A: I have been a part of the California Ballet Company’s Nutcracker since the very beginning. But when the ballet was first performed in St. Petersburg, Russia in 1892 Mother Ginger was not part of the production. I was added to the story by Choreographer George Balanchine in 1954.
Q: Who is Mother Ginger?
A: Also known as Mere Gigogne is, she was an identifiable line of bonbons that sold in St. Petersburg in 1890. The tin box was in the shape of a woman in a LARGE panniered skirt. The box opened at the bottom of the panniers, and all the little bonbons were inside. The character of Mere Gigone itself originates from French puppet comedy in the 17th century as a woman always fighting with her multiple children who- indeed- at times come hide under her large skirt.
Q: What can you tell me about your dress?
A: My dress has 2 large hoops to allow for my buxom figure, and my many children. My dress was first designed and created by Flora Jennings-Small, Director Maxine Mahon’s mother. It has been refit for me many times over the years, and completely remade once.

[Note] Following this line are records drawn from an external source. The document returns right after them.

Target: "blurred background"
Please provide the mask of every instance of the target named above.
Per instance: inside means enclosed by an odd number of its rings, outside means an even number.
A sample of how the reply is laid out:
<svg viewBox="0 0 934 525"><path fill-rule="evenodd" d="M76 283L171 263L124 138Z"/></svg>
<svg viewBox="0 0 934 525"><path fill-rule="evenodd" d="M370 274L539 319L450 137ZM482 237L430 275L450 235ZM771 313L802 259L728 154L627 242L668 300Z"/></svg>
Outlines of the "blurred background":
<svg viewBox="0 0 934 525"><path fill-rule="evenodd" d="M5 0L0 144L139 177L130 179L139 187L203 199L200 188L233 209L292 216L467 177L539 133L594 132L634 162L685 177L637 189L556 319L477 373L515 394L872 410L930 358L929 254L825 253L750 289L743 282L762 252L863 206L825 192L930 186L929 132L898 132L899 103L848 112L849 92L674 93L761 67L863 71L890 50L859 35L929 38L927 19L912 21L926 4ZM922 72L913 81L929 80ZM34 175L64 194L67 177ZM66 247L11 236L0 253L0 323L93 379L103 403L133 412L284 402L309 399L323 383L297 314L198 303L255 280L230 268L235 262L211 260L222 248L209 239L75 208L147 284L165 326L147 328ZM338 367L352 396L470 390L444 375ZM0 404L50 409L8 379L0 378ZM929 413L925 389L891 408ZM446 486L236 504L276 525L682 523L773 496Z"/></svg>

My dress is the largest costume in the entire ballet, even bigger than the Rat King’s!
Q: How much does your dress weigh?
A: My dress weighs about 40 pounds, and takes a good amount of back strength to dance in it. It takes three wardrobe assistants and one step stool to help me into my dress! Once it’s on, I can’t take it off or sit down until after the performance.
Q:Do you wear a multitude of petticoats?
A: No, only bloomers, and there are bon bons under my skirt!
Q: How many bon bons are under your skirt?
A: 8 Bon bons for every performance. The Bon Bons sometimes hang on to my bloomers, not good, as I can not pull them up with the large hoops in my dress. Every so often, my bon bons will get tangled in between my legs. Once, in the middle of a performance, they tripped me! I had to be very careful so as not to squish my children, and I fell flat on my back with my skirts straight up in the air!
Q: Have you ever lost a bon bon?
A: We have had Bon Bons over the years that have been afraid to go under the skirt. Guilt always makes them go under, as “Their mother would be so worried if she didn't see them pop out from under the skirt.”
Q: What is the cutest thing a bon bon has done to take attention away from you?
A: Probably, the times a Bon Bon gets caught up in running around, and is too late to make it under the skirt, then they have to crawl under the skirt. The Taffy's were drug off stage one time by the huge Civic theatre Main Curtain when it was opening for Act 2. Miss Brenda had to unwind the curtain to take them out, all the while hearing their muffled cries.
Q: At what point in the performance do you come on stage?
A: I come onstage halfway through the second act. That means you have to stay for the whole performance to see my little bon bons, but they are well worth the wait! Many California Ballet dancers got their start as one of my bon bons, including Corps de Ballet dancers Amanda Daly, Melissa Najmabadi, Kayla Jaynes, and Katie Morone.